Interrupts aren't really relevant unless you're running this on a single-core VM. On a normal system with a multi-core CPU, two threads can be running simultaneously on separate cores. This is why we have C++ std::atomic<>
and C _Atomic
which are useful for single variables like int
.
It depends on your memcpy implementation. Any non-terrible one won't do any single-byte copies, and all the 16-bit loads/stores will actually be part of larger loads/stores (or possibly the internals for rep movsb
microcode).
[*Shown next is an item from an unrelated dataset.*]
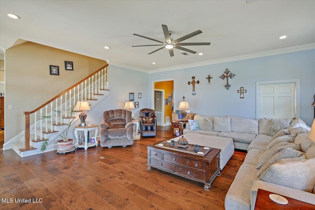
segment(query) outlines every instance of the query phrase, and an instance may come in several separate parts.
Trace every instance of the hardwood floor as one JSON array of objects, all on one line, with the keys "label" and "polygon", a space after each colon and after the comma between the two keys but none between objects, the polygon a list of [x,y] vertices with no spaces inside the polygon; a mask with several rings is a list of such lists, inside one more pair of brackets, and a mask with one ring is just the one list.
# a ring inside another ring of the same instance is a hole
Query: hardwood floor
[{"label": "hardwood floor", "polygon": [[126,148],[99,146],[64,155],[51,151],[21,158],[12,150],[1,150],[0,209],[224,209],[225,194],[246,153],[236,151],[207,191],[201,183],[147,170],[147,146],[171,138],[170,129],[159,127],[156,137],[141,137]]}]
It's hard to imagine how a sensible compiler (not a DeathStation 9000) would ever choose to inline a copy that could introduce tearing across a uint16_t boundary.
But if you don't do it manually (e.g. with AVX intrinsics), it is barely possible some weird optimization could get a compiler to do a byte load/store.
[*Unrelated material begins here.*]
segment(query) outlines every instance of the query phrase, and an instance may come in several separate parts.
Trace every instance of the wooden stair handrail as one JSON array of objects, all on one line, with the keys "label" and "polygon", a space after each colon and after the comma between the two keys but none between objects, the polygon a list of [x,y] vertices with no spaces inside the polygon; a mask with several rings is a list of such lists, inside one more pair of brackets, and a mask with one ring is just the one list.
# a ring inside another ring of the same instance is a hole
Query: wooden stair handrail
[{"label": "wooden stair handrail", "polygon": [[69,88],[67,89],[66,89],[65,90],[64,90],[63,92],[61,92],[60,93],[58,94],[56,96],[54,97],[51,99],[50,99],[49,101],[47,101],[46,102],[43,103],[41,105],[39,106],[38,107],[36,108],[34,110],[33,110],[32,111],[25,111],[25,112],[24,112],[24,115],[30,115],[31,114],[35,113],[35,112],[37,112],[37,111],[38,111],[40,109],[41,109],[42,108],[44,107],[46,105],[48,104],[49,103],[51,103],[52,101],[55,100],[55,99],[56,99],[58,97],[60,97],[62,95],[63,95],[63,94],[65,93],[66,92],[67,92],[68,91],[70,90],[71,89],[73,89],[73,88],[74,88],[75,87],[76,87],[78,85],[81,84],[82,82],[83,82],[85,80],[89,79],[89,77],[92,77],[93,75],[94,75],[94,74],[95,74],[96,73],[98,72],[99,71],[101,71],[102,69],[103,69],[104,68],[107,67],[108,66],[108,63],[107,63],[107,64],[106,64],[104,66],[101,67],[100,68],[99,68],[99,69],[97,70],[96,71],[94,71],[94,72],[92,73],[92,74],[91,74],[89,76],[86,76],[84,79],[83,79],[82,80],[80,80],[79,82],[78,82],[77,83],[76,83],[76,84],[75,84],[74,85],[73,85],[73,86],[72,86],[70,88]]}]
For a SIMD implementation like a normal library will use for small sizes, it comes down to Per-element atomicity of vector load/store and gather/scatter? - annoyingly there's no formal guarantee from either major x86 vendor (AMD or Intel). It's almost certain that it's safe, though, especially if the entire vector is itself aligned (so no cache-line splits or page splits). Using alignas(64) uint16_t global_buffer[128];
would be a good way to ensure that.
If your total copy size wasn't a multiple of the vector width, overlapping copies still won't introduce tearing within one uint16_t
. Like the first 8 uint16_t and the last 8 uint16_t, for copy sizes from 8 (full overlap) to 16 (no overlap) array elements.
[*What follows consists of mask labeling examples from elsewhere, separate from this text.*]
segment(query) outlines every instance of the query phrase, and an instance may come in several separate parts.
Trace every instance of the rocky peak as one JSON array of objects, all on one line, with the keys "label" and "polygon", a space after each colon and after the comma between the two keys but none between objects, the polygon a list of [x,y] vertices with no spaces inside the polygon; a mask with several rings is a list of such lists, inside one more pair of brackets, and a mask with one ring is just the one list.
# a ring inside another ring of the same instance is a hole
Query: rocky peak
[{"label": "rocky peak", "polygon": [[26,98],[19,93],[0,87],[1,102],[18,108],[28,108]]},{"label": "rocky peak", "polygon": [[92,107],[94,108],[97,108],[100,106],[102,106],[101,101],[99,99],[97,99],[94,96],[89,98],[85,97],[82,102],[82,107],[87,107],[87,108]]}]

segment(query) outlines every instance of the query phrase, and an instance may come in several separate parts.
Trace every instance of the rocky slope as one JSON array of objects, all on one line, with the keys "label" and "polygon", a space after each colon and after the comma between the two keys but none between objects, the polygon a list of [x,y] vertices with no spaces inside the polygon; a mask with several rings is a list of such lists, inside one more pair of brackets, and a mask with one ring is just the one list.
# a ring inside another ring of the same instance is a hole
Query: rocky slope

And BTW, that's basically what glibc memcpy
does for small copies. A 4 to 7-byte memcpy is done with two 4-byte loads and 4-byte stores, 32 .. 63 bytes is done with 2x 32-byte vectors. (2 fully-overlapping avoids store-forwarding stalls when reading later, vs. two non-overlapping halves. The upper end might actually let it go up to 64 bytes with a pair of full-size AVX vectors.)